College baseball will always be the most over-coached sport in existence with its never-ending throws to first and unnecessary conferences on the mounds. However, college basketball has moved into second and is quietly closing the gap with the plumber's convention (ping!).
First and foremost, coaches are moving farther and farther onto the court. I thought the NCAA was trying to enforce the coach's box more, but apparently the refs stopped paying attention. Basketball is the only sport where the coach can be on the playing surface during play and the college coaches are the word offenders, manually directing their half-court offenses. Then when the players start thinking for themselves and the coach feels he's losing his deathgrip on his team, he'll call a timeout when things are getting interesting.
The other main reason college basketball is like college baseball? The best players go pro when they're at college age. Sure, the NBA put in a rule that you have to spend a year in college before entering the draft, but that didn't stop Brandon Jennings from going to Europe. And the best college players are only going to be there a year before making the jump.
This kiddie-sized talent pool as made pitching and defense terrible in college baseball. Well, it's had the opposite effect in college basketball where it's most dynamic offensive stars go early to the NBA. What we're left with are three-point specialists and immobile post players. Unfortunately, this is a problem that won't be solved anytime soon in college hoops.
Still Mad About March
While I've spent most of this post hating on college basketball, there are still plenty of virtues to extol. The bands, the student section and the atmosphere of small gyms still make it special and still draw my eyes when the Hokies are on or when there's a good matchup that isn't UNC-Duke (which I refuse to watch).
College basketball also has the best postseason by far in college sports and I'll always call in sick to work the first Thursday and Friday of the NCAA Tournament. It's just now it's a little more ironic that most of the college games I watch are in NBA arenas.
But unfortunately due to all the other factors above, college basketball has gone from a 12-month sport to a one-month sport for me in the span of 10 years. Instead, college football is now my year-long passion.
Connecting to the Grid
I don't know exactly when I switched from basketball to football. It was probably a slow process, but my interest in college football now is the same as it was for basketball 10 years ago. I watch MAC games on Wednesday nights, fercryinoutloud.

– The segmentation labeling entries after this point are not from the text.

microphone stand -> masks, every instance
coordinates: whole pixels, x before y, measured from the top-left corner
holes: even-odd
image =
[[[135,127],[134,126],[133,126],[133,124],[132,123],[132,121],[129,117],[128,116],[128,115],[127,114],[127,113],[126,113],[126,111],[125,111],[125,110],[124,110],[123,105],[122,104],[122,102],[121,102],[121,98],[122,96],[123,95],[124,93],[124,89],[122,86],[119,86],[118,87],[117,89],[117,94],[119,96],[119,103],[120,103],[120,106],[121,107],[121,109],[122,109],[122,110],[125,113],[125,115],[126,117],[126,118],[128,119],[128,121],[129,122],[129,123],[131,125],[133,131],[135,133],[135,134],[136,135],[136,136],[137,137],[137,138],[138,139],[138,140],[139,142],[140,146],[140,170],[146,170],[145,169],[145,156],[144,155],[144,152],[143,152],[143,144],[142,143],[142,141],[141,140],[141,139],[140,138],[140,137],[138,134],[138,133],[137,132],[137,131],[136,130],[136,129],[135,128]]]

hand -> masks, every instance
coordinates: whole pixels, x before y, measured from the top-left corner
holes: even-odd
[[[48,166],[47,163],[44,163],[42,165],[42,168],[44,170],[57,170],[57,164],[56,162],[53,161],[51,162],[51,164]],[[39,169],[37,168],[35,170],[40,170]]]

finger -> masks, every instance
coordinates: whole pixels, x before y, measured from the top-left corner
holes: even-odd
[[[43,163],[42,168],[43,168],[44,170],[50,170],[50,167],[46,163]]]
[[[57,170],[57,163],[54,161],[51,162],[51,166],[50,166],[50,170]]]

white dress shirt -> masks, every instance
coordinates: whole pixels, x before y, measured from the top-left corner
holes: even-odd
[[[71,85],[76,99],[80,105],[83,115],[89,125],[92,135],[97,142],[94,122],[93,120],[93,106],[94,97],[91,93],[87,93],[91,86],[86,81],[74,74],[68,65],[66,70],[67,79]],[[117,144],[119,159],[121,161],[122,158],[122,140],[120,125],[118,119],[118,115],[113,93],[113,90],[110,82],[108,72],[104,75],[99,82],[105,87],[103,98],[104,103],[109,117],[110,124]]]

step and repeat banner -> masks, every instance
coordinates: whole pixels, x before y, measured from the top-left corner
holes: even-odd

College football isn't without its faults, but I think it's a better game than college hoops. Also, my attention span has shrunk over the years and one game per team per week is perfect for me. It's also easier to sit back on a weekend and watch a day of college football than it is to rush home after work and find something to eat before a weekday college basketball game.
Ten years ago I was going to Hokie football games and following the team but not paying much attention to college football in general. Now my love of the entire sport matches my love of the Hokies and college hoops is the sport competing for my time with the NHL and MLB.
When college basketball wouldn't evolve at the same speed as its sport I evolved as a sports fan and starting following football more intently. I don't know what my interest in sports will be like in another 10 years, but if it doesn't change college basketball may be even more off the radar. And that would be pretty sad because there are enough good things about college basketball that it shouldn't be slowly fading away into the ether of my sports consciousness.